Will Lula Get Another Chance to Transform Brazil?

Sabrina Fernandes

The stakes are high in Brazil’s upcoming presidential election: four more years of the reactionary, corrupt, right-wing rule of Jair Bolsonaro or a return of the most transformative president Brazil has ever seen, Lula da Silva.

Former President Lula of Brazil Makes a Speech at the Sindicato dos Metalurgicos do ABC After Being Released from Prison

Luiz Inácio “Lula” da Silva greets supporters outside of the Sindicato dos Metalúrgicos do ABC on November 9, 2019, in São Bernardo do Campo, Brazil. (Pedro Vilela / Getty Images)


The choice facing Brazilian voters on October 2 could not be more stark: either four more years of Jair Bolsonaro, the gun-loving, God-fearing, right-wing populist whose time in office has seen hundreds of thousands of COVID-19 deaths and record levels of destruction of the Amazon rainforest, or the return of Luiz Inácio “Lula” da Silva, the Workers’ Party (PT) icon who governed Brazil from 2003 to 2010.

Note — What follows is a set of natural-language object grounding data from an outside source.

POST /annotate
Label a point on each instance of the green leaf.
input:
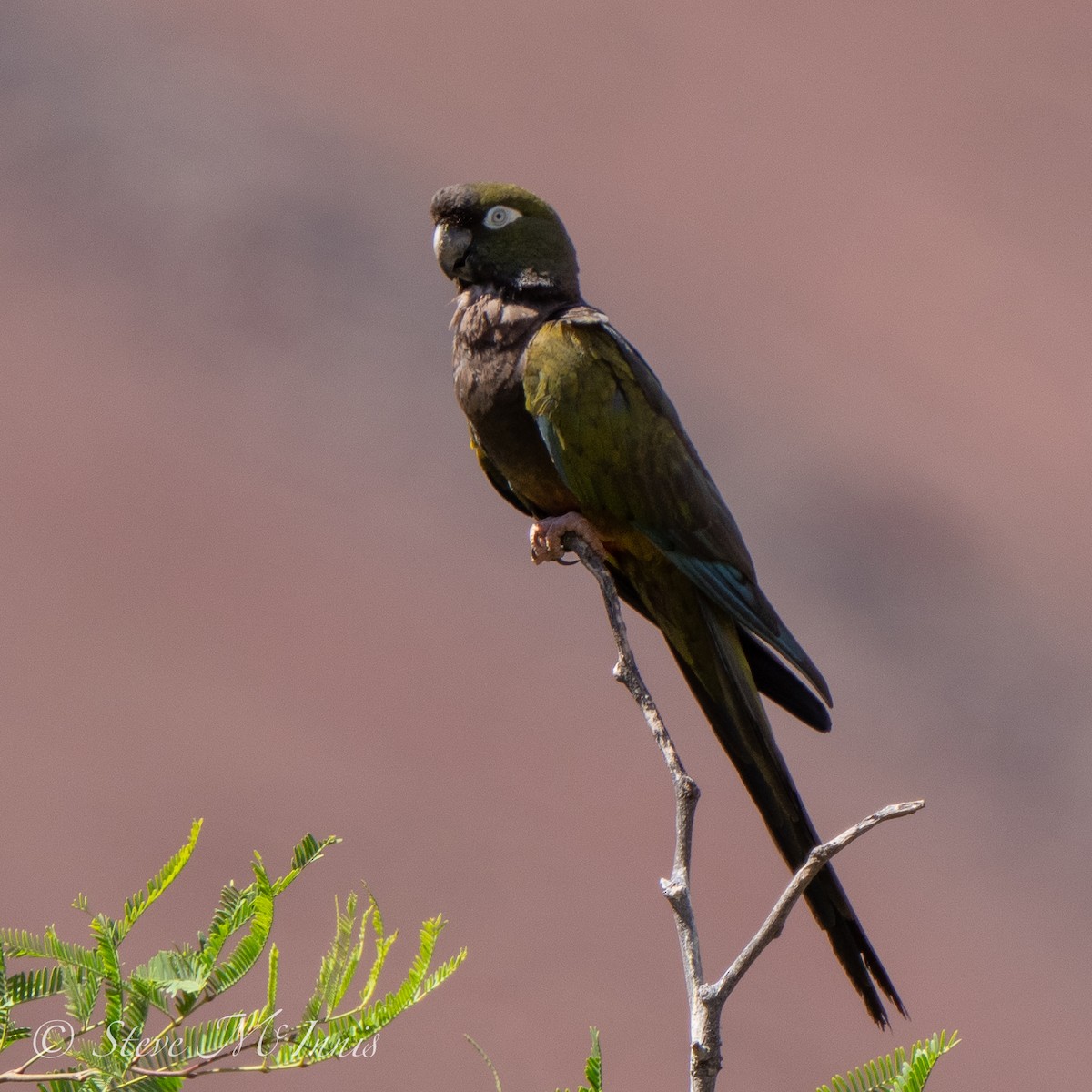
(20, 943)
(593, 1067)
(248, 950)
(158, 884)
(271, 983)
(308, 851)
(31, 986)
(894, 1073)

While Lula’s two terms in office delivered a massive rise in living standards for the working class and a number of progressive reforms, accusations of corruption (mostly baseless and cynically weaponized by the Right) and a judicial coup against his successor Dilma Rousseff fed a dynamic of reaction that ultimately brought Bolsonaro to power in 2018. Since assuming the presidency, he has worked hard to privatize as much as possible, roll back the social welfare programs instituted under the PT, and foster a toxic atmosphere of chauvinism and resentment.

Lula, making his political comeback after being jailed on bogus corruption charges four years ago, is now campaigning to “defeat the totalitarian threat” and “rebuild and transform Brazil.” The stakes, to put it mildly, are high.